Tacotron-2 icon indicating copy to clipboard operation
Tacotron-2 copied to clipboard

`UnicodeEncodeError: 'ascii' codec can't encode character '\xe2'` in wavenet training

Open a8568730 opened this issue 6 years ago • 5 comments

We are running the Tacotron-2 training script with LJ-speech dataset.

This is our dockerfile:

FROM tensorflow/tensorflow:latest-gpu-py3

RUN apt-get update
RUN apt-get install -y libasound-dev portaudio19-dev libportaudio2 libportaudiocpp0 ffmpeg libav-tools wget git vim
RUN pip install --upgrade pip

RUN wget http://data.keithito.com/data/speech/LJSpeech-1.1.tar.bz2
RUN tar -jxvf LJSpeech-1.1.tar.bz2

RUN git clone https://github.com/Rayhane-mamah/Tacotron-2.git
RUN mv LJSpeech-1.1/ Tacotron-2/

WORKDIR Tacotron-2
RUN pip install -r requirements.txt
  • OS: Ubuntu 18.04.1
  • Python: 3.5.2
  • Tensorflow: 1.9.0
  • GPU: 1070

We successfully trained the tacotron model tacotron_model.ckpt-120000, but got the synthesis error below:

Constructing model: Tacotron
Initialized Tacotron model. Dimensions (? = dynamic shape):
  Train mode:               False
  Eval mode:                False
  GTA mode:                 True
  Synthesis mode:           True
  embedding:                (?, ?, 512)
  enc conv out:             (?, ?, 512)
  encoder out:              (?, ?, 512)
  decoder out:              (?, ?, 80)
  residual out:             (?, ?, 512)
  projected residual out:   (?, ?, 80)
  mel out:                  (?, ?, 80)
  <stop_token> out:         (?, ?)
Loading checkpoint: logs-Tacotron-2/taco_pretrained/tacotron_model.ckpt-120000
Loaded metadata for 13100 examples (23.23 hours)
starting synthesis
 19%|########4                                   | 5/26 [00:45<03:13,  9.22s/it]Traceback (most recent call last):
  File "train.py", line 133, in <module>
    main()
  File "train.py", line 127, in main
    train(args, log_dir, hparams)
  File "train.py", line 67, in train
    input_path = tacotron_synthesize(args, hparams, checkpoint)
  File "/notebooks/Tacotron-2/tacotron/synthesize.py", line 123, in tacotron_synthesize
    return run_synthesis(args, checkpoint_path, output_dir, hparams)
  File "/notebooks/Tacotron-2/tacotron/synthesize.py", line 107, in run_synthesis
    file.write('|'.join([str(x) for x in elems]) + '\n')
UnicodeEncodeError: 'ascii' codec can't encode character '\xe2' in position 224: ordinal not in range(128)

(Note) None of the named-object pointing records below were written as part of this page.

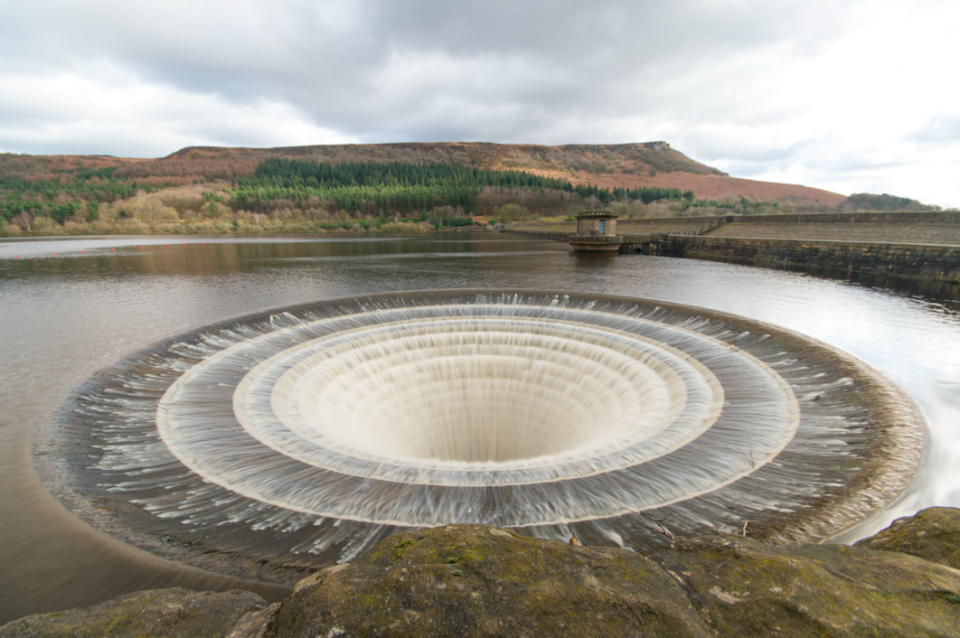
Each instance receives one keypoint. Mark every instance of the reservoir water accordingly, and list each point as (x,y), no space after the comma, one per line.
(71,307)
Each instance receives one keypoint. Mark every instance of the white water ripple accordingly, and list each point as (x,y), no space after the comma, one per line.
(614,419)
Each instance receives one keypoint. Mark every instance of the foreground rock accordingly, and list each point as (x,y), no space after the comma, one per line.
(933,534)
(479,581)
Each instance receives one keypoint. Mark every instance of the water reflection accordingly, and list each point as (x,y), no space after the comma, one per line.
(64,317)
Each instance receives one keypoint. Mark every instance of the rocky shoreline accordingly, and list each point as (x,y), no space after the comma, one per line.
(483,581)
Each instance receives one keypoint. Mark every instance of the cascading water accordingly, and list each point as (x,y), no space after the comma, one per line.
(323,428)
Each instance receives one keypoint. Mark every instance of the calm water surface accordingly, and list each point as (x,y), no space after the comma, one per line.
(69,307)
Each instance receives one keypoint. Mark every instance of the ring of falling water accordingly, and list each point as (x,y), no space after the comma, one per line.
(322,428)
(474,400)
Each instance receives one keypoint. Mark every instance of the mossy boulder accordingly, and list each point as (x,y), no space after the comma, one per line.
(744,588)
(152,614)
(479,581)
(482,581)
(932,534)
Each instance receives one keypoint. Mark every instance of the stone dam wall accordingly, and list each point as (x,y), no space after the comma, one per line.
(911,247)
(934,263)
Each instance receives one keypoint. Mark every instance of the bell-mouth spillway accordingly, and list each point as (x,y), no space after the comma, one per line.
(314,431)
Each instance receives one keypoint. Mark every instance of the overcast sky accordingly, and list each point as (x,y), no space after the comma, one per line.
(846,96)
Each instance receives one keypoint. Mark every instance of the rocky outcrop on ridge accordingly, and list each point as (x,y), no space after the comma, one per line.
(483,581)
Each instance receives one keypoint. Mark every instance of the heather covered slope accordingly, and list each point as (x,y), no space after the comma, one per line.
(382,187)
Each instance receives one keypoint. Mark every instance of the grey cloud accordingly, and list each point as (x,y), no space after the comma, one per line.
(564,60)
(939,130)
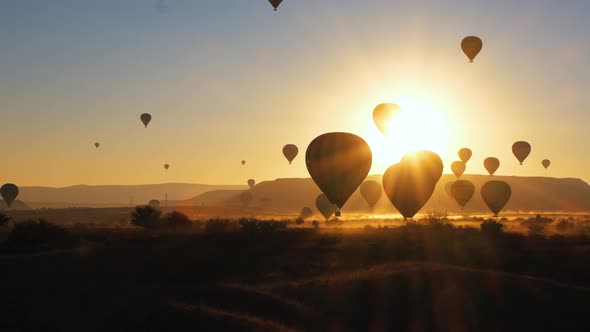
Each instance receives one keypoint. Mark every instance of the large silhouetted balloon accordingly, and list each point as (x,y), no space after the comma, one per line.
(521,150)
(371,192)
(383,115)
(462,191)
(471,46)
(428,161)
(496,194)
(491,164)
(458,167)
(145,119)
(338,163)
(290,151)
(408,187)
(326,208)
(9,193)
(465,154)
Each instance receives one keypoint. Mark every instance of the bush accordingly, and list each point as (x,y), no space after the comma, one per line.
(145,216)
(491,227)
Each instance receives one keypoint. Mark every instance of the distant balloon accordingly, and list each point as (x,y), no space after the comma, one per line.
(465,154)
(471,46)
(246,198)
(408,186)
(371,192)
(521,150)
(145,118)
(338,163)
(275,3)
(382,116)
(458,167)
(491,164)
(290,151)
(496,194)
(462,191)
(326,208)
(9,193)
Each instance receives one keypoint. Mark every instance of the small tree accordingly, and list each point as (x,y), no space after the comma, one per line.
(145,216)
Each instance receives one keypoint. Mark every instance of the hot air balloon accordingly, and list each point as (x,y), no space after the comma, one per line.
(326,208)
(275,3)
(145,118)
(338,163)
(371,192)
(290,151)
(9,193)
(491,164)
(496,194)
(408,187)
(383,114)
(458,167)
(521,150)
(465,154)
(471,46)
(246,197)
(462,191)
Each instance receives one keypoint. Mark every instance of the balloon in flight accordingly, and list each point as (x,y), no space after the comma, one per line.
(326,208)
(371,192)
(290,151)
(496,194)
(458,168)
(145,119)
(462,191)
(465,154)
(471,46)
(491,164)
(383,115)
(9,193)
(521,150)
(338,163)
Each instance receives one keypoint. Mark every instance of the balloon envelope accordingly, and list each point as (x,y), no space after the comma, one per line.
(383,114)
(326,208)
(408,187)
(338,163)
(371,192)
(462,191)
(290,151)
(496,194)
(521,150)
(9,193)
(465,154)
(458,167)
(471,46)
(145,118)
(491,164)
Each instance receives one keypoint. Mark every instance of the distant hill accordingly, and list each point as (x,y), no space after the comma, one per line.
(530,194)
(113,195)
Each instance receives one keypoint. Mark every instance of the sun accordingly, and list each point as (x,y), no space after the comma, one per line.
(419,126)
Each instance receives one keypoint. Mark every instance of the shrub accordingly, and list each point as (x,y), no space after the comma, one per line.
(145,216)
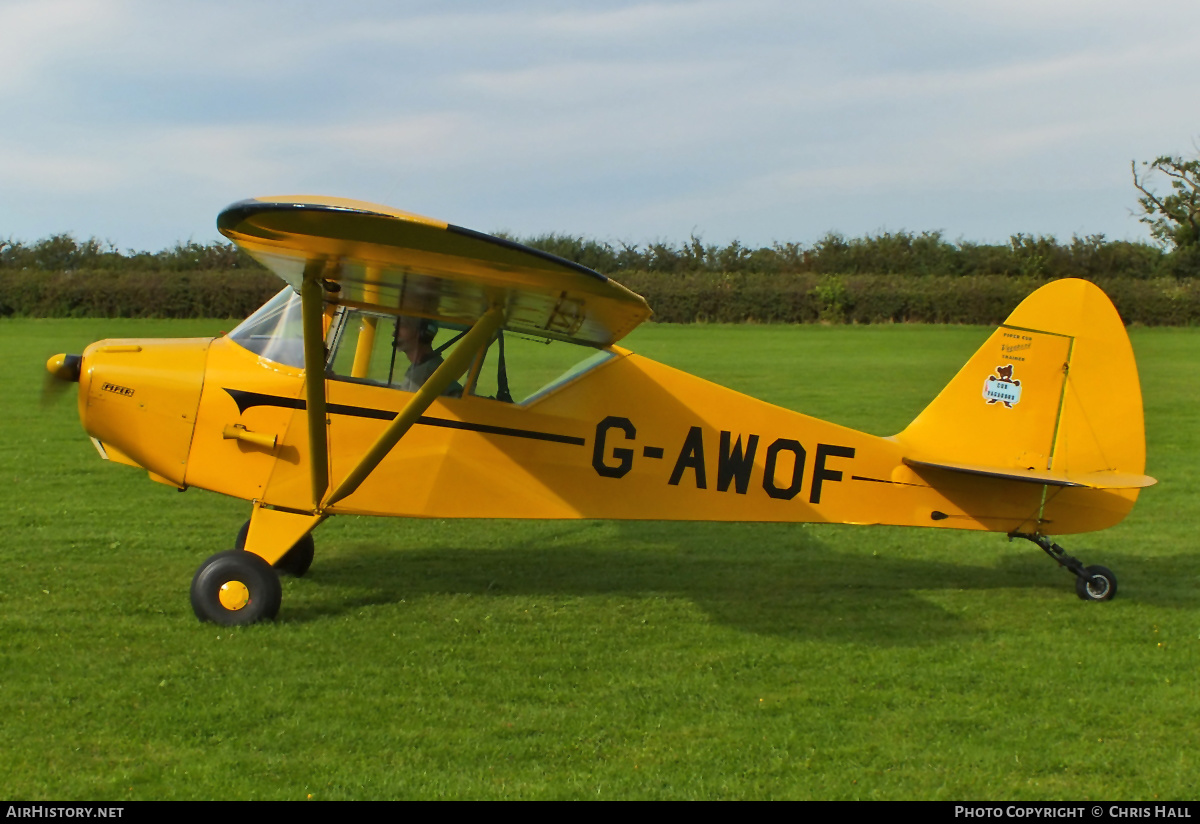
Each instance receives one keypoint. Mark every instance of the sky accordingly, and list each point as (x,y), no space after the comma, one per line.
(136,121)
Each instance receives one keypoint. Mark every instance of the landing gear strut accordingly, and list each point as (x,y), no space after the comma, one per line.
(1092,583)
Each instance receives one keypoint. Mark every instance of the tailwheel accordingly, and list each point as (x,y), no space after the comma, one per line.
(1096,583)
(235,588)
(1092,583)
(295,561)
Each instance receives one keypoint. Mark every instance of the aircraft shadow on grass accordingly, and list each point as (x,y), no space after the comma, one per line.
(789,583)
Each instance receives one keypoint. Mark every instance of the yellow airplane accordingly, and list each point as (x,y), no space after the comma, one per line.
(467,376)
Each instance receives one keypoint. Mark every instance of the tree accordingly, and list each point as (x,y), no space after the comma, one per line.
(1173,218)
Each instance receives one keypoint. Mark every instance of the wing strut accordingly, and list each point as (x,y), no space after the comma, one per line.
(312,311)
(450,370)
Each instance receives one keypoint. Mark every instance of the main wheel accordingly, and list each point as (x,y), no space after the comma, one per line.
(235,588)
(1096,584)
(295,561)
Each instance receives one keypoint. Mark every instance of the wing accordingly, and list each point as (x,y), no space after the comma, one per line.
(379,258)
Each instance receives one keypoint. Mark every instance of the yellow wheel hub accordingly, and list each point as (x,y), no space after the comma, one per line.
(234,595)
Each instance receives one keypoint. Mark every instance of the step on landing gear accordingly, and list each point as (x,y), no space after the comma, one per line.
(1092,583)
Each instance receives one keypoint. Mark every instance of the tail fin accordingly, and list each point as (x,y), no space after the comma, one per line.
(1051,398)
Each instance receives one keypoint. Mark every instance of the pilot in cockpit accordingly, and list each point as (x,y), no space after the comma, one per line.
(414,337)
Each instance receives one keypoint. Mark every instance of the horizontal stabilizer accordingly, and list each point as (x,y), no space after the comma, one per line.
(1097,480)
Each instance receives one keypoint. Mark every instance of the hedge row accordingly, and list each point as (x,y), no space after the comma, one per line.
(687,298)
(873,299)
(887,253)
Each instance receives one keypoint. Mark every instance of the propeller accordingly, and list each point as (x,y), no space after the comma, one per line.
(61,371)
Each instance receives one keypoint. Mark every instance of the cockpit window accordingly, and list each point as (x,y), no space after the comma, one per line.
(401,352)
(275,331)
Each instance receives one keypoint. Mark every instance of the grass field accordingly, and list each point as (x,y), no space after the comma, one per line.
(594,659)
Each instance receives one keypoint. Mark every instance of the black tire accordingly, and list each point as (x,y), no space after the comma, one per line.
(1096,584)
(235,588)
(295,561)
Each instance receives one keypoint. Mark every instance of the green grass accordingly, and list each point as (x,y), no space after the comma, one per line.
(599,659)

We also tried to export the LANG environment variable.

export LANG=en_US.UTF-8

But still get same error.

Would you mind to give us some advice?

a8568730 avatar Aug 24 '18 15:08 a8568730

Skip it using try catch. It will be temporary solution.

Yeongtae avatar Aug 25 '18 07:08 Yeongtae

Well, I guess, file.write wants you to write ascii symbols to it, so you can find where it was opened and tell him encoding='utf8'

gloriouskilka avatar Aug 25 '18 10:08 gloriouskilka

We also tried to add utf-8 declaration in the top of synthesis.py.

# -*- coding: utf-8 -*-

Not working, either.

a8568730 avatar Aug 25 '18 13:08 a8568730

Thanks @gloriouskilka , we declare the utf-8 encoding for file open and it seems to work. :)

- with open(os.path.join(eval_dir, 'map.txt'), 'w') as file:
+ with open(os.path.join(eval_dir, 'map.txt'), 'w', encoding="utf-8") as file:

We also found some file open code without encoding declaration, so we made a PR.

a8568730 avatar Aug 29 '18 01:08 a8568730

This fixed for me thanks @a8568730

josemf avatar Feb 28 '20 14:02 josemf